Define: $\operatorname {Superlevel}(l) \iff \operatorname {Level}(l) \land l \hookrightarrow h(l)$

Where "$\hookrightarrow$" means "is injective to".

Now, we replace $\operatorname {Level}(l)$ by $\operatorname {Superlevel}(l)$ in the formula of the schema of SETS.

Is it consistent to phrase the above formula in terms of Superlevels?

Answer 1

I won't engage with the level terminology, but I believe your question is answered by the following observation.

Theorem. ZFC is equiconsistent with the theory ZFC + there is a closed unbounded class $C$ of fully correct cardinals $\kappa$.

A cardinal $\kappa$ is fully correct if $\varphi(a)\iff V_\kappa\models\varphi(a)$ for every formula $\varphi$ in the language of set theory and $a\in V_\kappa$. This is expressible as a scheme in ZFC, not as a single notion, and so one must take care with the metatheoretic issues here. We can write $V_\kappa\prec V$ to denote that $\kappa$ is fully correct.

The right hand side of the theorem is understood as a scheme of statements asserting that every given $\varphi$ is absolute between any $V_\kappa$ and $V$.

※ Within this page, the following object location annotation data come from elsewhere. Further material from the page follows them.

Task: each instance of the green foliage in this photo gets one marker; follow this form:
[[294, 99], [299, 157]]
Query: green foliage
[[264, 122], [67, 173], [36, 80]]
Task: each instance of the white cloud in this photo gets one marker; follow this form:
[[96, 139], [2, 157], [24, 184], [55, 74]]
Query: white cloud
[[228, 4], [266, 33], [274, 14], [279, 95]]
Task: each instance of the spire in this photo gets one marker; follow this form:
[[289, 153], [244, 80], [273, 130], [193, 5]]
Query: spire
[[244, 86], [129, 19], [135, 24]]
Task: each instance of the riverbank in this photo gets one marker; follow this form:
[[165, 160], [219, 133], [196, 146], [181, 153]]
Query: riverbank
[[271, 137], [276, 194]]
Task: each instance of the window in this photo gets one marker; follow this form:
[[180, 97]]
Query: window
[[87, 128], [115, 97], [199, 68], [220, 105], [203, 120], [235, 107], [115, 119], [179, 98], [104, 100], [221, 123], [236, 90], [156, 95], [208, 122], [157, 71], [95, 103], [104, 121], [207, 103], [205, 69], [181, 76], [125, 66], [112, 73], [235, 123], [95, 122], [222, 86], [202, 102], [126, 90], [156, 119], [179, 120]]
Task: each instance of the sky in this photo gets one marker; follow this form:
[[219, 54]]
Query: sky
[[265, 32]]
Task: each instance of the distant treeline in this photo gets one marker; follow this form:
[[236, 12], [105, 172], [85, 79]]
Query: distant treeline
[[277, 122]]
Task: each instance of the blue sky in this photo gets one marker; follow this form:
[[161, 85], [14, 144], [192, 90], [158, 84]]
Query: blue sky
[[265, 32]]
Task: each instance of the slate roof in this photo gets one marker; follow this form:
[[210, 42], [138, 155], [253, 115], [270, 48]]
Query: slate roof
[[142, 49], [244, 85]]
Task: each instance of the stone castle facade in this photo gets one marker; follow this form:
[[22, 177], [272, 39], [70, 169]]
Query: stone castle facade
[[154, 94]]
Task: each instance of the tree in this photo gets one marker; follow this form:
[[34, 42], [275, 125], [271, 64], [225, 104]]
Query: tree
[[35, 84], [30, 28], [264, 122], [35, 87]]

Proof. This is an immediate consequence of the reflection theorem and the compactness theorem. Any finite part of the scheme involves only finitely many formulas, and for these there is a class club $C$ as desired by reflection. $\Box$

The $V_\kappa$ for $\kappa\in C$ in this theory will form sufficient so-called "superlevels" in your theory, and they will satisfy all instances of your $f$-formalism replacement axiom.

The scheme is sometimes denoted $V_\kappa\prec V$, as I mentioned, but notice that this doesn't mean that $V\models (V_\kappa\models\text{ZFC})$, since we only get each instance of ZFC being true in $V_\kappa$, and this is weaker than satisfying ZFC as a theory, since $V$ itself might be $\omega$-nonstandard.

---

Update. I've realized I may have misunderstood from our discussion in the comments that you want a superlevel that satisfies every instance of replacement, which is what my answer above achieves, but it seems to me now that your desired scheme (as much as I understand from your OP) requires only that every instance of replacement is true in some superlevel. (Note also that, although you mention ZF, there is an AC issue, since if $l$ is a superlevel, then from $l$ mapping injectively into $h(l)$ will imply it is well ordered, since the levels are well ordered.)

In this case, the superlevel version is simply equivalent to, a consequence of, the level version. The reason is that in ZFC, for every particular $\varphi$, by the reflection theorem there is a club $C$ of ordinals $\lambda$ such that $\varphi$ is absolute between $V_\lambda$ and $V$. And now, the point is that every class club will contain a beth fixed point $\lambda=\beth_\lambda$, since those also form a club, and so every $\varphi$ reflects to a beth fixed point, which is a superlevel.

So the superlevel formalism seems to add nothing at all.